There isn’t much that happens, which is what you can expect from something titled Journal of a Solitude. That might not be everyone’s cup of tea, but it was mine, at any rate. There is also a directness and simplicity to her writing that pulls you along, and which is probably especially beneficial for English students. I think it’s exactly the kind of cozy book that makes for perfect winter reading.

Review: Crossings

I’m interrupting what would ordinarily be a chronological accounting of the books I’ve read to talk about Crossings, which I just finished a week ago. I’m skipping ahead partially because it was a NetGalley book and I like to be immediate with those reviews and partially because I had a lot of thoughts about it.

Cover for Crossings by Jon Kerstetter
Image courtesy Penguin Random House

Author: Jon Kerstetter

My GoodReads rating: 5 stars

Average GoodReads rating: 4.24 stars

Language scaling: B2+

Plot summary: Kerstetter’s journey as a doctor, a combat medic, and a stroke survivor

Content warning: Kerstetter was a combat medic in Iraq and, before that, an NGO-affiliated volunteer doctor in war zones in Rwanda and Kosovo. He doesn’t shy away from the brutality inherent in either of those positions. Expect frank descriptions of gore, injuries and deaths.

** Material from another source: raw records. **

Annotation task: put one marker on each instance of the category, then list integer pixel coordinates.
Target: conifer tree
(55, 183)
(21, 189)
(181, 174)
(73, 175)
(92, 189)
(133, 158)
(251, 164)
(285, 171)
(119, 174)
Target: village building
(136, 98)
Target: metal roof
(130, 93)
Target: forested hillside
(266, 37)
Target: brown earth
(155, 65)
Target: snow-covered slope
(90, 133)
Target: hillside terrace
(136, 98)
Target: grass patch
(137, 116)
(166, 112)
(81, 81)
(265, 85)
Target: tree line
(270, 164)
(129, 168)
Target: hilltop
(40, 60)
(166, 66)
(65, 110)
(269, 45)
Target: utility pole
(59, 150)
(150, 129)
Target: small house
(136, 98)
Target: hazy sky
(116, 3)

Recommended audience: Readers looking for #ownvoices works (Kerstetter originally hails from the Oneida nation); readers interested in memoirs; readers interested in the military; readers interested in neurology

In-depth thoughts: I originally requested Crossings from NetGalley because I was in the middle of working on a memoirs project and thought that it would be beneficial to read something else in the genre.

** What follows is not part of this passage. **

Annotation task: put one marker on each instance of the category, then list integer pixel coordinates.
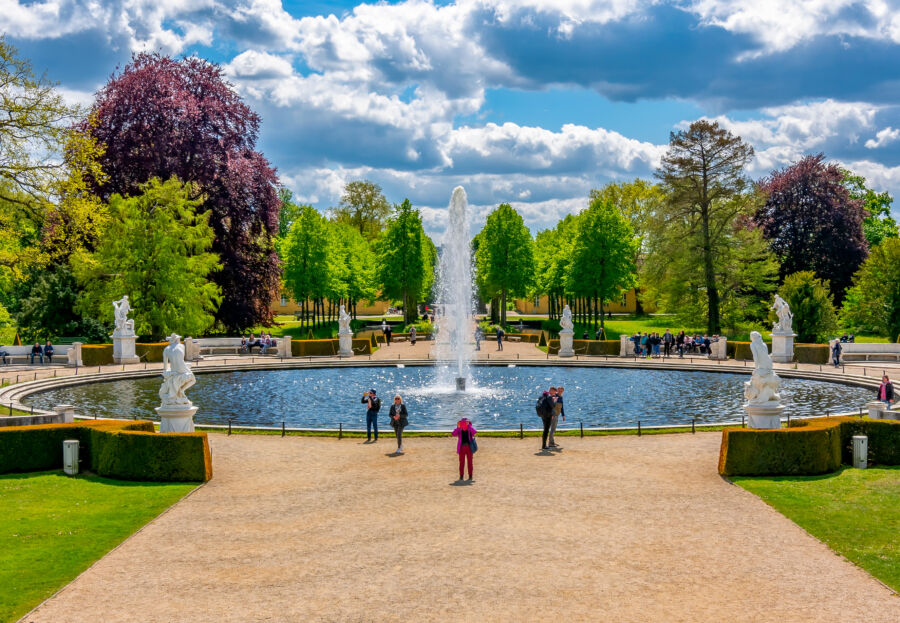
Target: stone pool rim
(16, 393)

I was also, to be entirely honest, inherently put off by the book based on its content, as a more-or-less pacifist. Ironically enough, that also tilted me towards requesting Crossings, because I think it’s important to engage in dialogue with people who disagree with you. It forces you to critically examine your own beliefs and principles, it builds empathy, and it broadens your understanding of the world. While I can’t say that I now understand the appeal of going into combat or the thrill of engaging the enemy, I at least understand how it was appealing for Kerstetter. Even though the war memoirs were my least favorite part, they were still engaging.

What I found the most powerful, however, was everything that came after Kerstetter’s tours in Iraq: his stroke and the possibility of recovery. Kerstetter gives a clear account of the cognitive impairments resulting from his stroke and also his frustration with them. Here he was, someone who had always loved reading and literature, who had gone through university and then medical school, now struggling to make it through children’s books. War might not be anything I’ll ever be able to relate to, but the effect that old age or an accident might have on my mental capacities is something that gnaws at me.

As America (and other nations) continue to cope with the metaphorical fallout from the wars in Iraq and Afghanistan, accounts like Kerstetter’s will become invaluable as far as the domestic effects are concerned. How could we have better taken care of troops while they were in combat? How can we erase the stigma of PTSD? Can we better acclimate soldiers to their own crossings: from civilian to solider and then back again?